Some distributions continue to ship Deskbar as a separate applet. But, increasingly, its popularity seems to be eclipsed by GNOME's Do and KDE's KRunner, two parallel projects with a close resemblance to one another.
At first glance, Do and KRunner superficially resemble the basic Run command placed in a floating window. At second glance, though, greater complexity quickly reveals itself. Both applications allow you to search for and open anything on your hard drive from a directory to an email, using auto-completion as you type.
In KRunner, this basic functionality is available through a task or command-oriented interface. Which one you use depends on whether you would rather type (for example) "email" "or KMail."
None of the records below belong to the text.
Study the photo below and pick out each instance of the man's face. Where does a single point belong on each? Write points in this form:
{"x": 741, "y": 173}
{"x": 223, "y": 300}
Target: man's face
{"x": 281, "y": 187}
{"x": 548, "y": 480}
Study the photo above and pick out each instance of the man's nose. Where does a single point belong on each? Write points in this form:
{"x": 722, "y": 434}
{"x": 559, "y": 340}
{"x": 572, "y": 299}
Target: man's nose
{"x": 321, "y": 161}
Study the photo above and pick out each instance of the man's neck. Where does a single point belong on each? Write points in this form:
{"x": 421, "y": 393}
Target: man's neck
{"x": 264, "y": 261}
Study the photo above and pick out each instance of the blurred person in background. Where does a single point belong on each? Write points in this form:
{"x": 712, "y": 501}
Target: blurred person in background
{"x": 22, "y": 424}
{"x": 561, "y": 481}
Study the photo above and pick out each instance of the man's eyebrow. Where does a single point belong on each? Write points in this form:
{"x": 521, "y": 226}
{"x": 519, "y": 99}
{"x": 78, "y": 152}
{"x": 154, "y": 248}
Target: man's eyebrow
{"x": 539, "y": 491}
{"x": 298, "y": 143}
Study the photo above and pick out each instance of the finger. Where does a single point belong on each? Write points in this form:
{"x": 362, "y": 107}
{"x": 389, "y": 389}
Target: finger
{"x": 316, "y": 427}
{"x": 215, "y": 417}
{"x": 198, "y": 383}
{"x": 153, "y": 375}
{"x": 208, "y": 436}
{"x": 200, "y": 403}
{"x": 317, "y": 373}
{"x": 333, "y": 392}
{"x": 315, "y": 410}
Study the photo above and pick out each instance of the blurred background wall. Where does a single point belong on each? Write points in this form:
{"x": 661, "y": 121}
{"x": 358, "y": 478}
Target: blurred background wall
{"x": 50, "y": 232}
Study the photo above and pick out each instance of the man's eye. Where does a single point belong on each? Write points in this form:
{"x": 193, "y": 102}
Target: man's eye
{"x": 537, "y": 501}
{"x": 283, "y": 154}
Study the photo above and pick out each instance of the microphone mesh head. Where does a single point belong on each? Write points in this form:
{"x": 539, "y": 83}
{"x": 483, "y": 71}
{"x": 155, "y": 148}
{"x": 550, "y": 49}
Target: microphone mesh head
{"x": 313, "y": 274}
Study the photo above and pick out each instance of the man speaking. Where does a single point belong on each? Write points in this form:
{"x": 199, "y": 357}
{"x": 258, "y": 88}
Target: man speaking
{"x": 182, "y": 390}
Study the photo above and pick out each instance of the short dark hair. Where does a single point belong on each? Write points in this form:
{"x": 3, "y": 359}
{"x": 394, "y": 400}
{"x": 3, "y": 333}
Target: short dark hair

The two applications also have other uses. KRunner, for example, can be used as a converter from one unit of measurement to another, although you have to learn a simple syntax to use this feature. Similarly, Do, includes a plug-in called Docky which makes it a launch bar that you can populate with favorite applications.
The advantages of KRunner and Do is that they occupy a minimum of space and, even with tab completion offering several choices, vastly reduce the number of options displayed at one time -- two problems that neither Kickoff nor Lancelot manage to solve.
The drawback of both applications, of course, is that, KRunner's task-oriented view notwithstanding, you still need detailed knowledge of your system to use them efficiently. Although advanced users may find KRunner and Do convenient time-savers, a complete beginner would find them next to useless and could only learn what was available by trial-and-error use of the automatic completion features.
As these examples show, the search for a menu that is both efficient and able to please everyone continues. Unlike the panel, the menu is a part of the desktop that everyone uses sooner or later, so the ingenuity and effort devoted the search is understandable.
However, add these goals to the wish for customization, and the wonder is not so much that no effort is completely satisfactory so much as the fact that any aspects of the problem has been addressed at all.
Still, if the present state of desktop menus is not ideal, it does have one compensation: The variety of solutions has produced possibilities for every level of user. Instead of settling on a design for the least skilled user, with menus, solutions for other levels of expertise have also been developed.
Personally, I would appreciate seeing more of that. Beginning, intermediate, and advanced users simply do not always have the same needs.
The variety may not be tidy nor easy to maintain, but who cares? At least it gives something for everybody.